HACKER Q&A
📣 ccorcos

What's the state of P2P database sync?


CloudKit, Realm, and CouchDb/PouchDb offer offline syncing with some kind of cache on the client. This is great, but I'm curious if there are any successful technologies (other than git) that are actually cloudless and P2P.

I recall reading about Noms a while ago when it was acquired by Salesforce and that supposedly had promise as a P2P database but I haven't heard anything since.

I've read some about distributed hash tables used by torrents, but they are inherently public which isn't exactly suitable for most applications.

Have you heard of any new or interesting offline distributed databased?

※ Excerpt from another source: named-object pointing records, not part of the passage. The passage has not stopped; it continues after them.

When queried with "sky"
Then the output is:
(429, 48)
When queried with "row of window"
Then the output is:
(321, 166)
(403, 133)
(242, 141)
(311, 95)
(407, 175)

  👤 mbalex99 Accepted Answer ✓
We've created a peer to peer database at https://www.ditto.live . It runs on servers, WASM, and mobile all with a shared code base. Each row in the database is a robust CRDT that can sync deltas (or diffs) very efficiently. In addition, we are just about to add binary file sync that is quite reminiscent of bittorrent and has all the goodness of retries, resuming downloads, canceling, and pausing all baked in.

The most unique feature of Ditto is really our networking stack. Devices that have the database can sync over any available transport: mDNS, WiFi Direct, AWDL, Bluetooth Low Energy.

Here it is in action: https://www.youtube.com/watch?v=1P2bKEJjdec

Here's a video of how being p2p allowed us to architect a database that fall back to mesh networks if the server can't be reached: https://www.youtube.com/watch?v=0IAle9BYlxQ

We're launching with several massive enterprise companies this year and some mid-to-small ones as well. On your next flight, if you notice that the flight attendants and pilots are using mobile devices to collaborate in realtime even if the internet is down: it's us ;-)!

A couple of notes about how the SDK works:

1. The CRDT that backs our data structure for each row in the database looks like a JSON object to the end user. 2. It is capable of substring modifications, array and map mutations 3. Conflict resolution is automatic and deterministic, the default behavior is LWW but can be customized as long as it's deterministic. 4. It's written completely in Rust! 5. If peers in the mesh network have the same CRDT and only minor mutations are made to part of the CRDT, then they can efficiently sync a subset of them to reduce bandwidth limitations 6. Our replication protocol is tied to queries. Peers will broadcast what they are interested in and devices that have relevant data will send it as long as the proper authorization certificate is there.


👤 ch_sm
Not exactly answering your question, but I‘ve found researching CRDTs (Conflict-free Replicated Data-Types) very enlightening. It‘s what a lot of databases use these days for multi-master replication. Martin Kleppmann has done some great writing about its P2P use-cases.

As for your actual question: GunJS comes to mind and looks interesting but I‘m not sure it‘s production ready.